Das #wib vom 12. & 13. August 2017

Ein #wib mitten aus den Sommerferien. Mit hawaiianischem Hühnchen, Shoppingtripps für die Kinder, Filmabend und Gummibärchen (ohne Foto).

Das #wib für Samstag, 12. August

Ach, heute wäre ja #12von12 – aber ehrlich, ich hab eh keine Chance, die 12 Bilder vollzukriegen. Das fängt schon damit an, das ich bis in die Puppen gearbeitet habe – und entsprechend um halb 10 mehr schlecht als recht aus dem Bett kippe. Der Gatte war da schon mit Kind 1 beim Bäcker, selbiges Kind hat schon „den Tisch gedeckt“ und alles …. wartet. Auf mich. Das muss jetzt aber schnell gehen, denn: Ich muss heut dringend noch was zur Post bringen. Wie das so ist, erst ein paar Tage lang Urlaub machen und dann Fristen gesetzt bekommen….

Tanken muss ich natürlich auch gleich. War ja klar. Nach der Post ist vor dem eigentlichen Vormittag: Die Schwiegereltern holen den Jüngsten ab, damit er sich was zu seinem nahenden Geburtstag aussucht. Die große Schwester „muss“ mit, sagt der Kleine. Na, von mir aus!

Beim vom-Hof-winken fällt mir auf: Wir kriegen ja doch ein paar Pfirsiche dieses Jahr..

Sind blöderweise noch hart wie Stein.

In der Küche sieht es derweil noch aus wie… naja, wie immer. Abgeräumt haben die Kinder nach dem Frühstück nämlich nicht… Kind 1 liebt derzeit Kresse und isst das in recht wunderlichen Kombinationen. Ich meine: Mit Kirschmarmeladen-Teilchen? Ernsthaft?!

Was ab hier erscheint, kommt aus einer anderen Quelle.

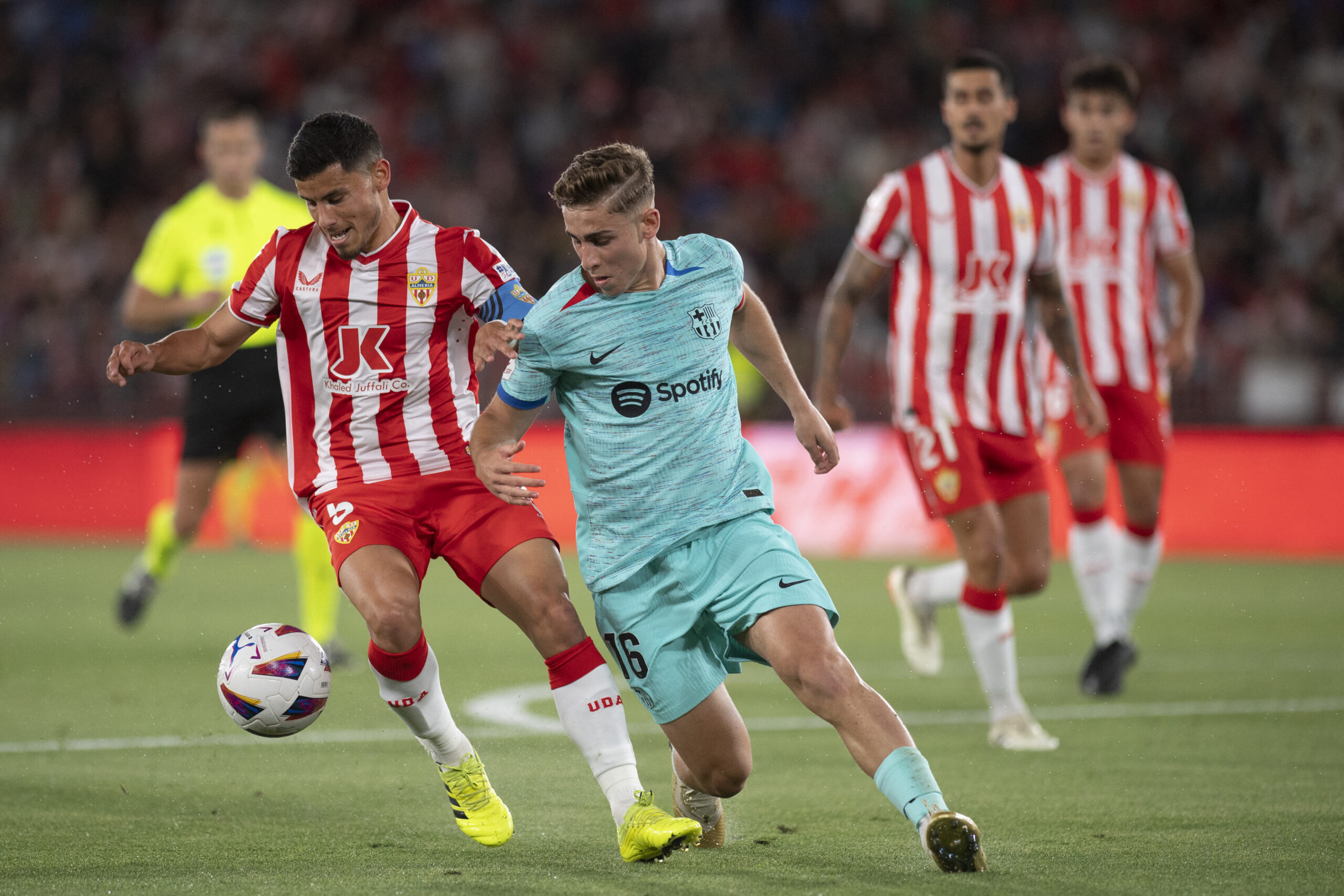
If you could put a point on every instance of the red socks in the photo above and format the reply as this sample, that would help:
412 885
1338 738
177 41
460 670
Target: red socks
400 667
1088 518
573 664
983 599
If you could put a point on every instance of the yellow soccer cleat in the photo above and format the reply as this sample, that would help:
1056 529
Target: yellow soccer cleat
479 810
651 835
953 841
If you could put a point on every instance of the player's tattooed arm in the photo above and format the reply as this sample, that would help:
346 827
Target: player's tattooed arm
1187 305
496 438
1058 323
754 335
857 280
186 351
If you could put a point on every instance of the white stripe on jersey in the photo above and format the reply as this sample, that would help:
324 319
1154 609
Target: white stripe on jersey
312 262
420 325
363 418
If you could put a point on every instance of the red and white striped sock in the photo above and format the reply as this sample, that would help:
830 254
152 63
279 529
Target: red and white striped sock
409 683
593 715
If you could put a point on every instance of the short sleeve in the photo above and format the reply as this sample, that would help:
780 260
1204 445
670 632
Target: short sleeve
1045 260
1172 233
529 378
160 268
884 231
484 270
256 299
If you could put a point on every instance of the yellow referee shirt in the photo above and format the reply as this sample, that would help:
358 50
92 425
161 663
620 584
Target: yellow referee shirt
206 241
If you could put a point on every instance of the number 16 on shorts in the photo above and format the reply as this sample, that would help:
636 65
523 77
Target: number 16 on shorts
631 661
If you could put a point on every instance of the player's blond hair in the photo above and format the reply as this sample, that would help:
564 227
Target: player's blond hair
618 176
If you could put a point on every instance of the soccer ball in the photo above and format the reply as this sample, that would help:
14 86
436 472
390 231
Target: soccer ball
273 680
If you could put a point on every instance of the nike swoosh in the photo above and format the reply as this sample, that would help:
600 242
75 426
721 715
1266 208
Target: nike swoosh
598 359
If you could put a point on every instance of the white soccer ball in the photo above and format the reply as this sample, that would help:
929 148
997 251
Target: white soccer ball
275 680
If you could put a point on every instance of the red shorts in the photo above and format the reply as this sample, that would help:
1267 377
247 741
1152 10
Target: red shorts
443 515
1140 425
987 467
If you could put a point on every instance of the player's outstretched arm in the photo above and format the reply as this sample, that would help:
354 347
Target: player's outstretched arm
754 335
855 281
1187 305
496 438
186 351
1058 323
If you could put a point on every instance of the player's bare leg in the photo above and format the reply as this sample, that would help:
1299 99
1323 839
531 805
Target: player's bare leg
530 587
713 753
171 527
1007 551
711 761
385 587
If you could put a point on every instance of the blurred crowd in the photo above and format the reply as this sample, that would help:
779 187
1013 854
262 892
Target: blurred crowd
768 120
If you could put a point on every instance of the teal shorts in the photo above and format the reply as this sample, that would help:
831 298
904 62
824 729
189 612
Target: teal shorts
671 626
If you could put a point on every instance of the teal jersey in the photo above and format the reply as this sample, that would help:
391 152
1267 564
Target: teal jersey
652 434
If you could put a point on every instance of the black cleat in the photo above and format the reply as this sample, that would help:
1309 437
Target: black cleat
953 841
138 590
1104 673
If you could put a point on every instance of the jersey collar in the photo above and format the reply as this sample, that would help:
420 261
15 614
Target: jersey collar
967 182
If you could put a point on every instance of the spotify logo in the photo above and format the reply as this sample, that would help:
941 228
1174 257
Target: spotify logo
631 398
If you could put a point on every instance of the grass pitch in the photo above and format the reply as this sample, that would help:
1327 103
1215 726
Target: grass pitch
1206 797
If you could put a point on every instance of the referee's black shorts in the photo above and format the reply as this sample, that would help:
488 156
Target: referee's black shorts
227 404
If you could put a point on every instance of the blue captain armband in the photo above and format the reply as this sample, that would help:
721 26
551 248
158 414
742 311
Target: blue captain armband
517 402
510 301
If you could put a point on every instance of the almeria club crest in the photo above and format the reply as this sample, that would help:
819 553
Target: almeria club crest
421 285
706 321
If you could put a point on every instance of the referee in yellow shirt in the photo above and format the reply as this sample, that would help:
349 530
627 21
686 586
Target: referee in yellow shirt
197 250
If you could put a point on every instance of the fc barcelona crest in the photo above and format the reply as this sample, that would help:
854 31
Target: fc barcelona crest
421 284
706 321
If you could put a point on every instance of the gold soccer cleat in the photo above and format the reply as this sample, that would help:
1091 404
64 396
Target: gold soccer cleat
953 841
479 810
651 835
689 803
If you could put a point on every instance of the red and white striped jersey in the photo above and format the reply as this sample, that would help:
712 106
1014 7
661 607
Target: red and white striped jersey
375 354
1112 230
959 292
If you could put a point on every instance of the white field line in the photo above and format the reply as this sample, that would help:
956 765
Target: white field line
510 718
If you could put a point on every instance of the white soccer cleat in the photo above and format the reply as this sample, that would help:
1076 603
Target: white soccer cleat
920 638
1021 733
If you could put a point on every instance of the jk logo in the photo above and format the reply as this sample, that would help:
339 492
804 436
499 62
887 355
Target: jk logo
361 345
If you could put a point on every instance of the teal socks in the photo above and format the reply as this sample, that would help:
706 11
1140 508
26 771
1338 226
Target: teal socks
905 779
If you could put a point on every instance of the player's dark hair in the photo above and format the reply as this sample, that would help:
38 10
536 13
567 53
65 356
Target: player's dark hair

Nun, dann räumen halt wir auf. Und dann steigen wir noch kurz ins Auto, der Gatte raucht neuerdings keine Zigaretten mehr – sondern E-Zigarette. Dafür braucht er noch was und der Laden ist in der nächsten Stadt sogar am Samstag offen. Auch fein.

Er lässt sich beraten, ich warte gemütlich. Läden mit Ledercouchen sind wirklich ne Sache, die sich durchsetzen sollte!

Danach drehen wir eine Runde durch die Tiefgarage vom Ikea. Jaha, am Samstag zu Ikea ist verrückt. Ohne Kinder geht das aber manchmal, grad zur Mittagszeit …. aber heute nicht. Alle, wirklich alle Parkplätze sind belegt. Da lassen wir das lieber sein und absolvieren direkt unseren obligatorischen Wocheneinkauf im nächsten Einkaufszentrum.

Für irritierte Blicke sorgt dann noch diese schräge Einordnung…

Ein Regal, wohlgemerkt, mit EINER Deklarierungsleiste oben drüber..

Wir packen für den Filmabend sogar noch die guten Gummibärchen mit ein – im Kilopack, weil Sonderangebot und so. Das gibt ne nette Überraschung für die Kinder später (und ich freu mich auch schon drauf).

Fischbrötchen gibts zum Mittagessen. Passt zum Wetter, man kommt sich ja vor wie an der Küste bei Wind, Wolken und trübem Sommerlicht..

Bei der Heimfahrt landen wir noch bei einem Cafè, das wir geschlagene vier (4) Jahre ignoriert haben. Schick hier, sehr cooles Design drumherum. Bloß der Kaffee schmeckt irgendwie verbrannt. Schade drum!

Kaum sind wir daheim, stehen Freunde vor der Türe – also noch einmal die Kaffeemaschine angeheizt und die letzten italienischen Kekse vom Urlaub auf den Tisch gezaubert. Freunde und Großeltern geben sich direkt die Klinke in die Hand – sind die einen weg, stehen die anderen wieder vor der Türe. Der kleine ist sehr aufgeregt und freut sich auf die Playmobil Ritterburg: „Mama, die muss man 6h aufbauen!“ Ich freu mich auch schon drauf. Nicht.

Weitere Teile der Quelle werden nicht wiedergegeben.